作詞者は「文部省唱歌」とされ、作曲者も特定されていません。海辺で育った少年が、自分を「海の子」と呼び、海とともに生きる喜びや、健康でたくましく成長していく姿を歌っています。
歌詞の冒頭に登場する「我は海の子 白浪の」は、白い波が寄せる海辺の風景を印象的に描いたものです。続いて、父や母、家や生い立ちに触れながら、自分が海と深く結びついていることを表現しています。青い海や白い波、松原などの自然描写からは、明るく開放的な海辺の情景が浮かびます。
この歌の大きな魅力は、海を単なる風景としてではなく、少年を育てる「ふるさと」のような存在として描いているところにあります。海で遊び、海の恵みを受けながら、心身ともに強く成長していく少年の姿には、明治から大正期にかけての教育における「健やかでたくましい子ども」への願いも感じられます。

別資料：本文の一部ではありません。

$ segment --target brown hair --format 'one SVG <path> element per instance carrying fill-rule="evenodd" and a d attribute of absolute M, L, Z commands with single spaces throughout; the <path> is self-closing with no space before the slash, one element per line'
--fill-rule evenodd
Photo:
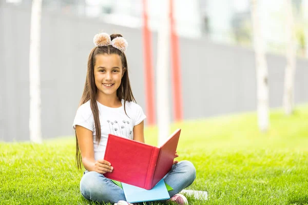
<path fill-rule="evenodd" d="M 120 34 L 112 34 L 110 35 L 111 40 L 117 37 L 122 37 Z M 136 102 L 130 87 L 129 83 L 129 78 L 128 77 L 128 72 L 127 68 L 127 61 L 125 54 L 120 50 L 110 45 L 108 46 L 95 47 L 91 51 L 89 55 L 88 59 L 88 70 L 87 71 L 87 77 L 86 78 L 86 83 L 84 89 L 83 93 L 79 104 L 79 106 L 84 104 L 90 100 L 90 105 L 91 110 L 93 113 L 94 122 L 95 124 L 95 129 L 96 131 L 95 140 L 98 143 L 100 142 L 101 140 L 101 124 L 100 122 L 99 109 L 97 103 L 96 95 L 97 88 L 95 84 L 95 79 L 94 78 L 94 66 L 95 62 L 95 56 L 97 55 L 102 54 L 116 54 L 120 56 L 123 67 L 123 76 L 122 78 L 121 85 L 117 90 L 117 96 L 119 99 L 124 100 L 124 111 L 126 113 L 125 109 L 125 103 L 126 101 Z M 127 114 L 126 113 L 126 115 Z M 75 162 L 78 169 L 81 169 L 82 157 L 78 145 L 78 139 L 77 134 L 75 131 L 75 136 L 76 137 L 76 156 Z"/>

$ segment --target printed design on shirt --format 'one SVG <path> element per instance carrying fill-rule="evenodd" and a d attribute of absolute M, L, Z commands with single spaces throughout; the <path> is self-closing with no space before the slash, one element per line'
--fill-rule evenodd
<path fill-rule="evenodd" d="M 125 121 L 123 119 L 122 121 L 122 122 L 123 122 L 122 125 L 120 125 L 120 123 L 117 120 L 111 121 L 108 119 L 107 122 L 109 125 L 111 134 L 123 137 L 129 137 L 131 135 L 132 131 L 130 129 L 128 121 Z M 129 135 L 127 134 L 129 134 Z"/>

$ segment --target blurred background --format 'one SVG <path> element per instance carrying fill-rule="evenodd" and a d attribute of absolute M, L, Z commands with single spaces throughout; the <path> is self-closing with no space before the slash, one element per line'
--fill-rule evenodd
<path fill-rule="evenodd" d="M 99 32 L 120 33 L 127 40 L 126 54 L 133 93 L 146 114 L 149 113 L 143 2 L 43 1 L 40 68 L 43 138 L 73 134 L 72 125 L 84 86 L 88 56 L 94 47 L 93 37 Z M 154 84 L 160 77 L 155 71 L 162 49 L 158 46 L 158 33 L 164 2 L 147 1 Z M 29 140 L 31 5 L 30 0 L 0 0 L 1 141 Z M 260 0 L 258 5 L 268 68 L 268 105 L 279 107 L 283 104 L 287 50 L 284 7 L 278 0 Z M 297 58 L 294 96 L 298 104 L 308 102 L 308 1 L 292 1 L 292 7 Z M 174 1 L 182 119 L 257 110 L 252 8 L 249 0 Z M 170 75 L 168 73 L 168 79 Z M 171 81 L 168 83 L 172 107 Z M 168 112 L 174 115 L 172 109 Z M 151 125 L 147 120 L 146 126 Z"/>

現在では、夏の海を思い浮かべる歌として親しまれていますが、単なる季節の歌にとどまらず、自然への親しみ、故郷への愛着、そして未来へ向かって力強く成長する若者の姿を歌った作品としても味わうことができます。
明快で力強い旋律と、海を思わせる伸びやかな歌詞がよく調和しており、長い年月を経ても色あせない日本の唱歌の一つです。
われは海の子
うた
演奏
われは海の子 作詞・作曲:不詳
1
我は海の子 白波の
さわぐいそべの 松原に
煙たなびく とま屋こそ
我がなつかしき 住家なれ
2
生れてしおに 浴して
浪を子守の 歌と聞き
千里寄せくる 海の気を
吸いてわらべと なりにけり
3
高く鼻つく いその香に
不断の花の かおりあり
なぎさの松に 吹く風を
いみじき楽と 我は聞く
4
丈余のろかい 操りて
行手定めぬ 浪まくら
百尋 千尋 海の底
遊びなれたる 庭広し
5
幾年ここに きたえたる
鉄より堅き かいなあり
吹く潮風に 黒みたる
はだは赤銅 さながらに
6
浪にただよう 氷山も
来らば来れ 恐れんや
海まき上ぐる たつまきも
起らば起れ 驚かじ
7
いで大船を 乗り出して
我は拾わん 海の富
いで軍艦に 乗り組みて
我は護らん 海の国
とま屋(苫屋)⇒ 菅(すげ)や茅(かや)などを粗く編んだむしろ。和船や家屋を覆って雨露をしのぐのに用いる。(出典元:コトバンク)
ゆあみ(浴み)⇒ 入浴のこと
不断の花 ⇒ 一年中絶えることのない花のこと。
いみじき楽 ⇒ すばらしい音学、良い音楽。